Auf so etwas in der Art habe ich gehofft. Klar geht es nicht so leicht, wie mit einer feineren Angel, aber für mich muss es nicht sooo erfolgreich sein, ich freue mich über jeden Fisch . Dann werde ich einfach mal ein bisschen experimentieren wie stark ich die Schnur straffe etc =).



Carsten_ schrieb:


> Ich bin ja Anfänger und kaufe nicht immer direkt alles neu nur weil ich mal was teste


Richtig, so geht es mir auch^^. Aber es gibt ja nunmal soo viele Angelmethoden, und wenn man sich zu jeder durchließt was man braucht, dann muss man gefühlt Millionär sein, das schaff ich mit meinem Studentenbudget nicht so. Aber es kann natürlich trotzdem gut sein, dass ich dann genau so verfahre wie du, und später doch eine kaufe


----------



## exil-dithschi (10. März 2016)

*AW: Feedern mit "harter" Rutenspitze möglich?*



cocos schrieb:


> Richtig, so geht es mir auch^^. Aber es gibt ja nunmal soo viele Angelmethoden, und wenn man sich zu jeder durchließt was man braucht, dann muss man gefühlt Millionär sein, das schaff ich mit meinem Studentenbudget nicht so. Aber es kann natürlich trotzdem gut sein, dass ich dann genau so verfahre wie du, und später doch eine kaufe


im prinzip eigentlich genau richtig.

wo möchtest du denn angeln? du schreibst wenig bis keine strömung.
bisserkennung sollte über die schnur erfolgen, ja, das denke ich bei den ruten auch.


----------



## Pep63 (10. März 2016)

*AW: Feedern mit "harter" Rutenspitze möglich?*

Hallo, auf youtube kannst Du dir das Video ansehen (erst mit Feeder, dann Feedern mit einer Posenrute).

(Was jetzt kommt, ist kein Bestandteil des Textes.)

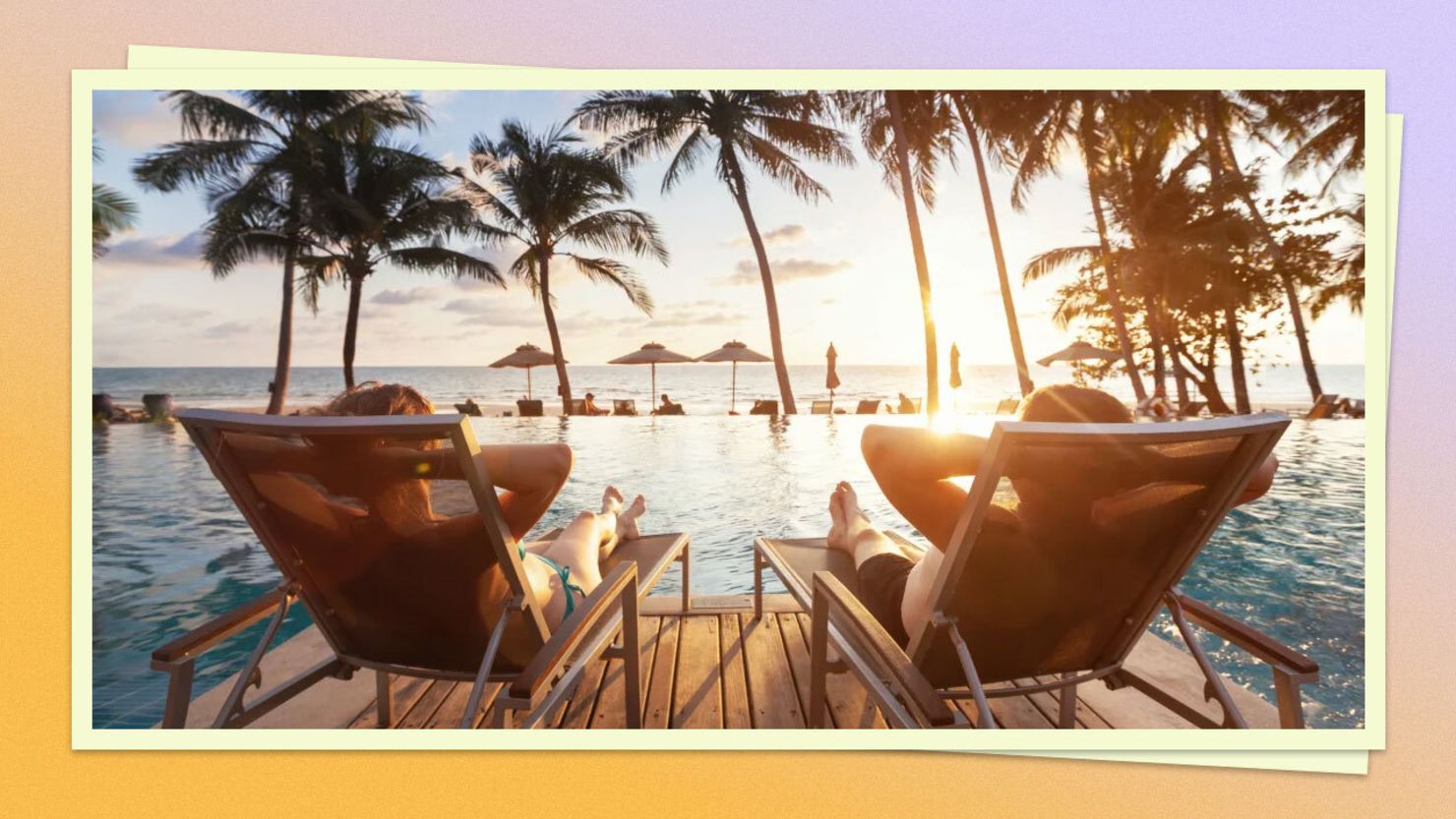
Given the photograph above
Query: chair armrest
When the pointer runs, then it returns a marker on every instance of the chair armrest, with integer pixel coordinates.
(618, 585)
(218, 628)
(873, 636)
(1246, 637)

https://www.youtube.com/watch?v=AW6e_6eBPB0


----------



## cocos (10. März 2016)

*AW: Feedern mit "harter" Rutenspitze möglich?*

Das ist ja ein perfekt passendes Video, danke Pep!

@exil
Ich angel meist am Altrhein


----------



## Stoney0066 (10. März 2016)

*AW: Feedern mit "harter" Rutenspitze möglich?*



Koalabaer schrieb:


> wird zwar immer wieder behauptet... stimmt aber nicht.
> bissl Werbung von Browning: aber gut erklärt. http://www.matthias-weigang.de/Feedern_-_eine_Spitzensache.pdf
> 
> 
> ...



Genau, hab ich früher auch so gemacht! Besorg dir nen Einhängebissanzeiger, z.B. so was hier:

http://www.gerlinger.de/cormoran-einhaenge-bissanzeiger-mit-knicklichteinsatz-3

oder fädle dir nen Plastikring auf die Schnur zwischen den ersten beiden großen Ringen. 

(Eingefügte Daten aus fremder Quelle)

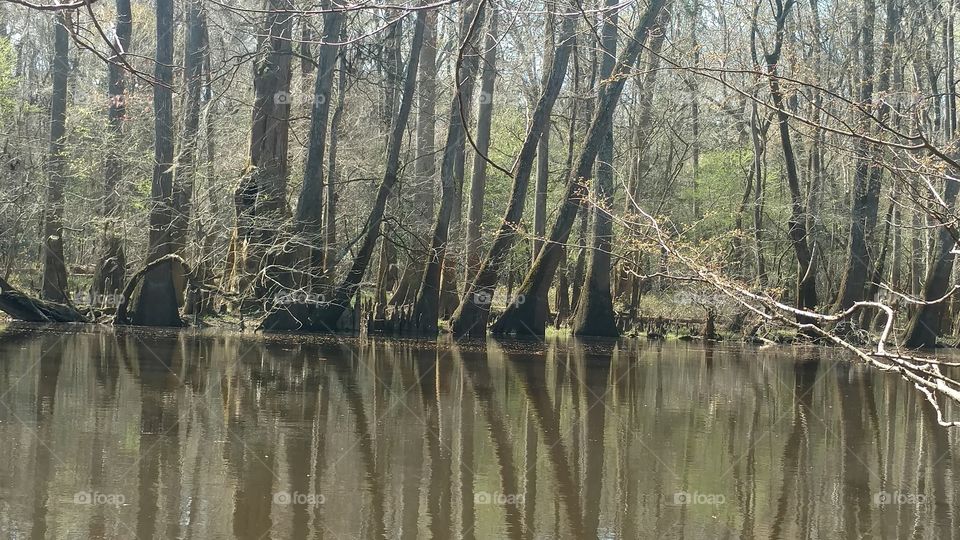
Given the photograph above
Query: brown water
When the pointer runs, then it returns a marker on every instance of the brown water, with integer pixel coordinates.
(151, 435)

Der Bissanzeiger oder der Ring ziehen die Schnur nach unten. Sobald du nen Biss hast wird die Schnur gestrafft und der Bissanzeiger oder der Ring wandert nach oben... Anschlag!!!


----------



## Revilo62 (10. März 2016)

*AW: Feedern mit "harter" Rutenspitze möglich?*

ist schon ein gewaltiger Unterschied mit einer Picker oder Feederrute zu fischen, die Bisserkennung mit einer relativ schweren Spinnrute ist nicht optimal.
Da kann man sich aber relativ gut behelfen.
Einfach eine Inline-Laufpose auf die Hauptschnur und bewusst den Stopper vergessen, dann hast Du einen super Bissanzeiger an der Oberfläche und nicht so ermüdend wie der ständige Blick auf die Schnur. Die Tragkraft der Pose spielt eine untergeordnete Rolle, hauptsache die läuft gut auf der Hauptschnur, funktioniert dann wie eine Pilotkugel.

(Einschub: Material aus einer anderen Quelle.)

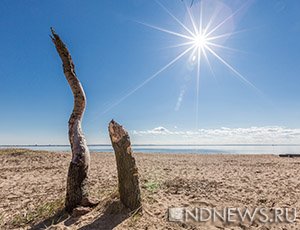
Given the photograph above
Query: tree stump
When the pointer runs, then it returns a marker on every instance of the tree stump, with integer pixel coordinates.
(77, 181)
(128, 180)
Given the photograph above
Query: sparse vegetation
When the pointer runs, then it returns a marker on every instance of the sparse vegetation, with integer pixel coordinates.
(152, 186)
(42, 212)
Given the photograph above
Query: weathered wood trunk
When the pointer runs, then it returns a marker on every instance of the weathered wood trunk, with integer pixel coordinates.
(77, 181)
(128, 180)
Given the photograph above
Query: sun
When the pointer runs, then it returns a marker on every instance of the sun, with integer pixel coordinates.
(201, 38)
(200, 41)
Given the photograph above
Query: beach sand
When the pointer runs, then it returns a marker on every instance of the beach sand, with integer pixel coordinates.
(32, 188)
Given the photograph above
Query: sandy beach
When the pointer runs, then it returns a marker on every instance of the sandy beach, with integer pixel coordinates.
(32, 189)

Tight Lines aus Berlin :vik:


----------



## JonnyBannana (10. März 2016)

*AW: Feedern mit "harter" Rutenspitze möglich?*



cocos schrieb:


> Hi, ich wollte die nächsten Tage mal Feedern ausprobieren und habe mir vieles durchgelesen/angeschaut. Dabei habe ich festgestellt, dass es wohl sehr auf die Spitze der Rute ankommt, um den Biss zu erkennen. Leider ist meine Rutenspitze relativ hart, und eine neue will ich mir eigentlich gerade nicht kaufen...



klar, rute im 90 gradwinkel zum futterkorb stellen, schnur auf spannung und dann auf die schnur/spitze achten, feine bisse wirste nicht unbedingt sehen, aber bei guten äusseren bedingungen geht das auch.
aber warum nicht einfach mit offenem bügel oder mit ner freilaufrolle.

ansonsten gibt es noch http://www.michaelschloegl.de/p2011/Feederbissanzeigeset_prof_b.jpg
die setzt man vor der rolle auf die schnur, funktioniert ganz gut



Allroundtalent schrieb:


> Grundsätzlich richtet sich die Härte der Spitze nach den Gewichten der Körbe, die du einsetzt. G


nur bedingt richtig
die spitze richtet sich primär nach beissverhalten, äusseren einflüssen wie strömung und wind und dann nach distanz und damit verbunden dem korbgewicht. so fein wie möglich und so schwer wie nötig. je härter die spitze, desto schlechter mitunter die bissanzeige


----------



## Ossipeter (10. März 2016)

*AW: Feedern mit "harter" Rutenspitze möglich?*

nimm circlehooks, wär das nicht die Lösung?


----------